Enfin, la réussite du Mobile Banking répond à une autre demande profonde sur un continent qui représente plus de 80 % des usagers dans le monde. Parmi les prin­cipaux opérateurs, on note MPesa au Kenya, Orascom en Égypte ou Maroc Télécom.

Parallèlement, les TIC recouvrent des enjeux plus larges. Le codage informatique apparaît pour la francophonie, comme un élément stratégique majeur. Aujourd’hui, le français regroupe 274 millions de locuteurs dans le monde, il est la troisième langue des affaires, la quatrième sur l’Internet et, à l’horizon 2050, 85 % des francophones seront Africains. La promotion de la langue française se fera essen­tiellement à travers les TIC d’où l’importance stratégique de la formation au codage.

La question relative à la propriété des métadonnées s’impose également, sur un marché dominé par les fournisseurs d’accès et par les créateurs d’application états-uniens. Le Big Data est devenu l’un des principaux marchés mondiaux et, à l’heure actuelle, l’Afrique, tout comme l’Europe, est confron­tée aux géants américains – malgré l’absence remarquée d’Apple –, en matière de gestion des données et de licences d’exploitation.

La bulle numérique africaine

L’essor numérique subsaharien a accom­pagné le développement des structures de téléphonie. On note une hausse de 70 %, depuis 2010, du nombre d’abonnés en télé­phonie mobile, sur le continent. En termes d’usagers, l’Afrique représente le second marché au monde. Malgré de nombreux déserts numériques, l’arrivée du haut débit a dopé les abonnements.

Les investissements étrangers dans les start-up ont augmenté de 33 % entre 2015 et 2016. Le Sénégal, la Tunisie, le Maroc et la Côte d’Ivoire ont attiré 10 % de l’investis­sement en 2016, soit 37 millions de dollars, contre 6 millions en 2015. Les perspectives alléchantes du marché des TIC ne faiblissent pas. Au Gabon, l’économie numérique repré­sente désormais plus de 5 % du PIB. Le secteur est devenu une priorité pour les politiques de développement structurel.

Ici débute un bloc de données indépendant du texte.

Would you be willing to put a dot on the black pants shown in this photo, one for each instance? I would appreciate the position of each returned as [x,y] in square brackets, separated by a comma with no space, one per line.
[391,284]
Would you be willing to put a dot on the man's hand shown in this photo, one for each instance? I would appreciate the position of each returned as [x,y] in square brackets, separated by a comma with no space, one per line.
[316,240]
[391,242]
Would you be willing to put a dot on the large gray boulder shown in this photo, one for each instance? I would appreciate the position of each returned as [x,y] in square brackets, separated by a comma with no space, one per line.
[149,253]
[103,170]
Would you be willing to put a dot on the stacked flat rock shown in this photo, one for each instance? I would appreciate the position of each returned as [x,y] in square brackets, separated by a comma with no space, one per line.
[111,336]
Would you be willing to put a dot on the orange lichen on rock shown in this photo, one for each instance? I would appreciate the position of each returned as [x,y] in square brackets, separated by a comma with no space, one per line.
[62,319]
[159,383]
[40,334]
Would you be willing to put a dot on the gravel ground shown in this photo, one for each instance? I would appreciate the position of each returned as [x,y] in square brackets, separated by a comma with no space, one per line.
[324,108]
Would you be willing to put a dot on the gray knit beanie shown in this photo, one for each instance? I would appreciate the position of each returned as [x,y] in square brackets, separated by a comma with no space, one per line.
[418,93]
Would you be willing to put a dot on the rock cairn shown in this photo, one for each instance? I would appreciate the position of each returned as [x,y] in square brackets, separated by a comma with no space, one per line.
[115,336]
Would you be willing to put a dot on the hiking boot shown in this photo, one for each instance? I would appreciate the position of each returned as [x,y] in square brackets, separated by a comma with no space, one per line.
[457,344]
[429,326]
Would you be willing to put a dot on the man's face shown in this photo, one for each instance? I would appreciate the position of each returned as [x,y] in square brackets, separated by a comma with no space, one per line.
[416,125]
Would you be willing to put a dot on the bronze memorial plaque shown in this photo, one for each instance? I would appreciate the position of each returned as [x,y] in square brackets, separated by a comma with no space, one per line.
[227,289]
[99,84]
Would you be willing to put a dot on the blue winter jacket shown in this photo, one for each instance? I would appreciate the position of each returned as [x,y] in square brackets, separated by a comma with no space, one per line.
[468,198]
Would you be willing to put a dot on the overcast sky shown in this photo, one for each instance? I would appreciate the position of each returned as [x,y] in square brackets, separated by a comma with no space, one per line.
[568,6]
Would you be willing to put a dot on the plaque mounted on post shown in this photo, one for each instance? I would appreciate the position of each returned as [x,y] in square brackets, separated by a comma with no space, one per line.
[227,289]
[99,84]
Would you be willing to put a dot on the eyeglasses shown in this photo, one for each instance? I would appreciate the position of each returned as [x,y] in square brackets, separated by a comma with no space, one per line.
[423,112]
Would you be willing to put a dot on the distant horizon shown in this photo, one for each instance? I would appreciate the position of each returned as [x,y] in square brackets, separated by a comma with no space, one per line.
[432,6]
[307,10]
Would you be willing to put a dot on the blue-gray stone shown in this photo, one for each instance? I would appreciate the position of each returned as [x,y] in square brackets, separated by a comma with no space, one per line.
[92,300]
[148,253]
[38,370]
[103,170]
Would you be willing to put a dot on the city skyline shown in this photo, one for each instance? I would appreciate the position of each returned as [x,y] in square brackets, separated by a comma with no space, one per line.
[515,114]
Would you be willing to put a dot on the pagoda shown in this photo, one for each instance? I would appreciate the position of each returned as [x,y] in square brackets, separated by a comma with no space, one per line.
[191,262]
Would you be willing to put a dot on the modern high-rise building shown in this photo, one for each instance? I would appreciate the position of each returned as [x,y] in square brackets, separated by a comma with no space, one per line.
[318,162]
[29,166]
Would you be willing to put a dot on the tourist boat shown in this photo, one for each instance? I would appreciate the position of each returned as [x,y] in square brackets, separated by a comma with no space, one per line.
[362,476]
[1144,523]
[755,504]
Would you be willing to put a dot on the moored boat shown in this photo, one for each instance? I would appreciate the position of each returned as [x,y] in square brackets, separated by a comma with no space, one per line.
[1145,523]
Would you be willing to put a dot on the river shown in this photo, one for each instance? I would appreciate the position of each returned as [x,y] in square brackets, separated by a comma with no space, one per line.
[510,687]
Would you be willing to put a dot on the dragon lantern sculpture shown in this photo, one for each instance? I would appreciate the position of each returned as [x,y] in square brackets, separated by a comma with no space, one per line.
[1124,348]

Au regard du nombre d’événements consacrés au développement des TIC en Afrique, des prix multiples pour des start-up qui n’en sont plus, il semble que l’industrie numérique africaine soit devenue « un fourre-tout » à l’intérieur duquel reposent tous les espoirs de développement. Les innombrables récompenses dédiées à l’innovation africaine alimentent « la bulle numérique ».

Pourtant, le court-termisme inhérent à l’industrie numé­rique et l’obsolescence programmée des appli­cations, ne sont pas synonymes de pérennité. Les réussites fulgurantes des créateurs afri­cains incitent de nombreux jeunes adultes à inventer l’idée « du moment », parfois décon­nectée des réalités économiques. Le modèle numérique devrait permettre le renforcement des compétences.